Do you live with someone who loves to tickle his nerves? Someone who is constantly looking for new horror movies and makes you watch them? And at the same time, do you like melodramas, and thrillers only scare? Let’s talk about how to competently refuse and not offend your partner, but at the same time save yourself and your psyche.

“My husband, when choosing films to watch, always chooses either horror films, or disaster films, or thrillers. I’m already afraid to live with him. He can watch calmly as a person is tortured or killed. Maybe he’s not right in the head? Or does he lack adrenaline and in this way he makes up for his lack?
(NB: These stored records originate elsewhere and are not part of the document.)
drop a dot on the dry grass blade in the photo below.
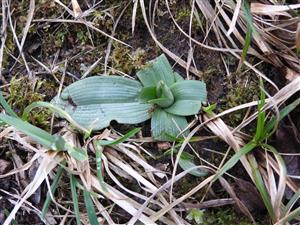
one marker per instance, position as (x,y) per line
(48,163)
(259,8)
(76,9)
(235,17)
(28,23)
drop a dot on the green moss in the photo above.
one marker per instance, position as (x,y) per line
(24,92)
(125,60)
(240,89)
(224,217)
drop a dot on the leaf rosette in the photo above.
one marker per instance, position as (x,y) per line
(162,95)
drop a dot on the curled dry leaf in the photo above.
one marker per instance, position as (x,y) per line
(272,10)
(298,37)
(76,9)
(4,166)
(291,74)
(249,195)
(286,142)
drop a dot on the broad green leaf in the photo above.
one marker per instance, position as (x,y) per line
(90,208)
(186,162)
(164,124)
(164,94)
(189,90)
(155,71)
(184,107)
(147,94)
(178,77)
(102,89)
(94,102)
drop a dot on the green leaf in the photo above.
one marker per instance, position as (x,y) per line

Is it necessary to somehow react to this and what to answer if he invites to a joint viewing, but I’m afraid or don’t want to? I have nightmares myself.”

Christina, 32 years old

“Try to separate yourself from what is happening in the film first.”

Elizabeth Knyazeva, psychotherapist, psychoanalyst

There can be many reasons for loving genres such as horror, disaster films, and thrillers. But more often than not, the answer is quite simple: a lack of emotions from life, the search for sources to gain strength and resources in solving everyday problems, processing anxiety, a surge of adrenaline, the desire to feel alive.
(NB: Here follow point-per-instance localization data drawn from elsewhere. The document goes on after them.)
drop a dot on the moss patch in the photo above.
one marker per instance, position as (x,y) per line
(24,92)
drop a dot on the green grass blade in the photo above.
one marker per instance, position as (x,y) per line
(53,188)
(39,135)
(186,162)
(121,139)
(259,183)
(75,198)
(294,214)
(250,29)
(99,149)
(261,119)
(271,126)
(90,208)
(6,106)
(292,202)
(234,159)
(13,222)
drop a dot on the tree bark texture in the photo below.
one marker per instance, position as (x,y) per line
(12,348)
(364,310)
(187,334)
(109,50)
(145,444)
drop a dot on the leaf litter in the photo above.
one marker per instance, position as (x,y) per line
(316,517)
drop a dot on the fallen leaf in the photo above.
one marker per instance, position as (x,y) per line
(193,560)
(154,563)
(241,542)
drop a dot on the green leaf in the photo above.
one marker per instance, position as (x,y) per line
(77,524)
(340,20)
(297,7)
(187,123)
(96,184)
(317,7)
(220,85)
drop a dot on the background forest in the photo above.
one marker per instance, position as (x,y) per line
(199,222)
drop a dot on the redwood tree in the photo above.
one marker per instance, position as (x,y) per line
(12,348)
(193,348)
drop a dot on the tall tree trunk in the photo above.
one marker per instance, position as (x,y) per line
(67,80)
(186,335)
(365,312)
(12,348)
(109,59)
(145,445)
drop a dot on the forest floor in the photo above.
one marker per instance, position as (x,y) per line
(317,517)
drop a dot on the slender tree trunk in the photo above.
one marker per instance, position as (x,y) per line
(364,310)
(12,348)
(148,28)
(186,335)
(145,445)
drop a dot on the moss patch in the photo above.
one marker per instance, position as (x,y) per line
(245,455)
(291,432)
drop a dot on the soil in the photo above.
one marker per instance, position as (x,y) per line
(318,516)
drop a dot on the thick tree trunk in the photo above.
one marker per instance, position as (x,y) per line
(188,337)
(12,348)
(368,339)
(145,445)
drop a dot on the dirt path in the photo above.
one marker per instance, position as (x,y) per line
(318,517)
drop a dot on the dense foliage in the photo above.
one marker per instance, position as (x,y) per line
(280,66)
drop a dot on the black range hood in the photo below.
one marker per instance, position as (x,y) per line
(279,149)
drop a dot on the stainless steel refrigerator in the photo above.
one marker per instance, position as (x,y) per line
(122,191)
If you do not observe alarming signs in your husband in ordinary life situations or in family life, then there is no reason for concern. If there is something else that worries you, then you should consider how these things are connected (and whether they are connected at all) with interest in such stories.

Have you tried to ask your husband, as if by chance, what exactly attracts him to such films? What does he find in them? Perhaps the answer is easier than you think. Or maybe there is something else in your husband that scares or repels you, and his calmness in relation to scenes of violence is just an excuse?
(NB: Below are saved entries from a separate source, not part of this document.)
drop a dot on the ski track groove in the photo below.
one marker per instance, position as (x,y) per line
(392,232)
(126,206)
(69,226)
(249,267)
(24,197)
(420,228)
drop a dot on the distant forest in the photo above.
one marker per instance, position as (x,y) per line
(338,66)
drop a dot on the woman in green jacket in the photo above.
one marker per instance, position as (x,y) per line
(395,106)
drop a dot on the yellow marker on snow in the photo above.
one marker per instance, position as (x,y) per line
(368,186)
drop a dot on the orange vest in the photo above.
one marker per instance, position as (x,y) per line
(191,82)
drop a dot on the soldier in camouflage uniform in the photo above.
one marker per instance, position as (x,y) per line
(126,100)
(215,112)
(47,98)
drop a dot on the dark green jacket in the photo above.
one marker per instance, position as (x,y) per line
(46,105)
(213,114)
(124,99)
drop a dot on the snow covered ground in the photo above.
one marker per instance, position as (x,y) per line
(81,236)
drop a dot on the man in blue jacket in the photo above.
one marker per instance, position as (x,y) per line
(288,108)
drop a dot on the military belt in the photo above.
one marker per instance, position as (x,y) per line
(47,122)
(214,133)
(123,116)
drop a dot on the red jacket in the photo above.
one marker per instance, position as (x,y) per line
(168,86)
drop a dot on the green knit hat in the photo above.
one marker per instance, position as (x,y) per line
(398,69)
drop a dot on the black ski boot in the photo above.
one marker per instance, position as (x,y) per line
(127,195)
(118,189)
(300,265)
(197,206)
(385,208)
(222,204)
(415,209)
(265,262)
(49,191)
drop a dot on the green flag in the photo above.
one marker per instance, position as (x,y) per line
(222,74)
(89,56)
Now let’s talk about your reaction to the invitation to watch a movie together. Have you ever talked about your fear and reluctance to watch such films? For many, this genre of cinema is seen as quite repulsive, since they are emotional and have a developed imagination, and therefore the plot is perceived not as something separate that happens only on the screen, but as more real and close.

Try to separate yourself from what is happening in the film first. Realize, feel that this is just a film, the work of a screenwriter, even if it is unpleasant for you. It’s a matter of taste here.

What events are happening in your life lately? Perhaps something in the work, in the family, in relationships with parents and friends causes a vague feeling that something is wrong and changes are needed. Your own anxiety builds up, over which you lose control when watching such films.

Try asking your husband the questions mentioned above about the reasons for his interest and share your feelings with him. Then you get a very useful dialogue for both parties, which will probably bring you even closer. The main thing is to refrain from criticism, just exchange emotions and opinions. I’m sure you will succeed!

About expert

Elizaveta Knyazeva – psychotherapist, psychoanalyst. Her blog.